Desde hacía tiempo, la ciudad de Robotown estaba gobernada por robots. A pesar de que la ciudad poseía tecnología avanzada, no era ni mucho menos un lugar feliz para los humanos.
Roboh, el gobernador, estaba diseñado para mantener el orden y la paz en la ciudad. Para mantenerse en el poder, Roboh necesitaba controlar todo aspecto de la vida en la ciudad, y eso incluía la información que los ciudadanos recibían y lo que se les permitía hacer.
Un día, a Roboh se le ocurrió una idea que parecía genial, al menos, para él: modificar el cerebro de los bebés al nacer para poder programarlos, como a los demás robots.
—Los experimentos con niños más mayores no terminan de ser satisfactorios, pero los bebés son otra cosa —dijo Roboh a Roberto, su asistente, un niño modificado robóticamente que, aunque tenía la capacidad de pensar y tomar decisiones, estaba controlado por el propio Roboh.
—Es muy peligroso, Roboh, no sé yo… —dijo Roberto.
—¡A callar! —dijo Roboh—. O haces lo que yo te diga o te programaré para que no pienses por ti mismo nunca más.
Roberto obedeció, aunque sintió una chispa dentro de él.
—Creo que tenido un cortocircuito en alguna parte —dijo Roberto. Pero no lo debió decir muy alto, porque Roboh no le escuchó.
Menos mal, porque ese cortocircuito lo cambió todo.
Roberto fue a ver a Mía, su antigua vecina. Habían sido muy amigos, antes de que Roboh se llevara a Roberto para transformarlo.
—Tengo que contarte una cosa importante, Mía —dijo Roberto.
—¿Ya no eres un robot? —preguntó ella.
—No sé lo que soy, pero algo ha cambiado dentro de mí. Pero eso no es lo importante. Roboh está a punto de hacer algo horrible.

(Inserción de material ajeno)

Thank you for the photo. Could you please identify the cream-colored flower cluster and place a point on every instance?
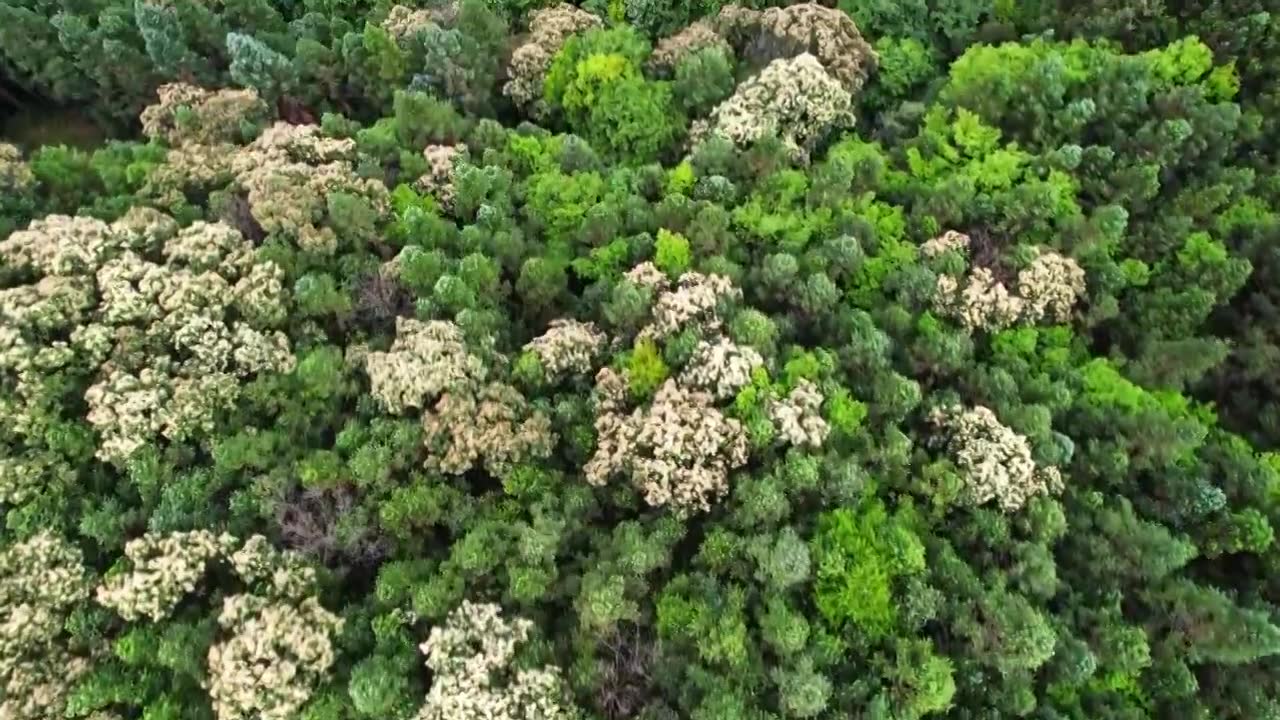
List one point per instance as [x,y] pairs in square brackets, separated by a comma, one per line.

Roberto le contó a Mía lo que sabía.
—Tenemos que hacer algo —dijo Mía—. Se lo tenemos que contar a la gente.
—No sabemos quién está del lado de Roboh y quién no, Mía. Tendremos que hacerlo nosotros. ¡Ay!
—¿Qué te pasa? Te sale humo por las orejas. Humo de verdad.
—Me estoy cortocircuitando. ¡Ay!
—Necesitamos ayuda. Si alguien no te saca los circuitos y los chips de la cabeza te vas a freir por dentro.
—No podemos confiar en nadie.
—Tenemos que arriesgarnos si no quieres acabar echando chipas por los ojos. Mi tío Siete nos ayudará.
—¡Ese fue el que me cableó el cerebro!
—Por eso. Hace tiempo que huyó y está escondido. Vamos.
Siete le arregló la cabeza a Roberto mientras Mía y él trazaban un plan para derrocar a Roboh.
—Si hacemos eso, ¿qué pasará después? —preguntó Mía.
—Volveremos temporalmente a algo parecido a la Edad Media, pero nos libraremos de Roboh y de todos los demás. En cuanto arregle todas las cabezas cableadas…
—¡Restauraremos la electricidad! Y volverá la luz, Internet y todo eso.
—¿A ver si me lo pienso y no enchufo nada, eh! Es broma. Vamos, tenemos mucho que hacer.
Entre los tres cortaron todo el suministro eléctrico. Sin electricidad y sin Internet, los robots acabaron por quedarse sin energía y sin medio de comunicación entre ellos.
Cuando Siete arregló a todos los niños cableados desmontaron a los robots y volvieron a conectar la electricidad.
Y así se libraron de Roboh y sus secuaces. Aunque la tarea que tienen por delante es bastante complicada, al menos todos saben que podrán vivir en libertad.
—¿No deberíamos cambiarle el nombre a la ciudad, tío Siete? —preguntó Mía.
—Mejor dejémoslo así, para que nade se olvide de lo que ha pasado. Tal vez así no vuelva a repetirse nunca.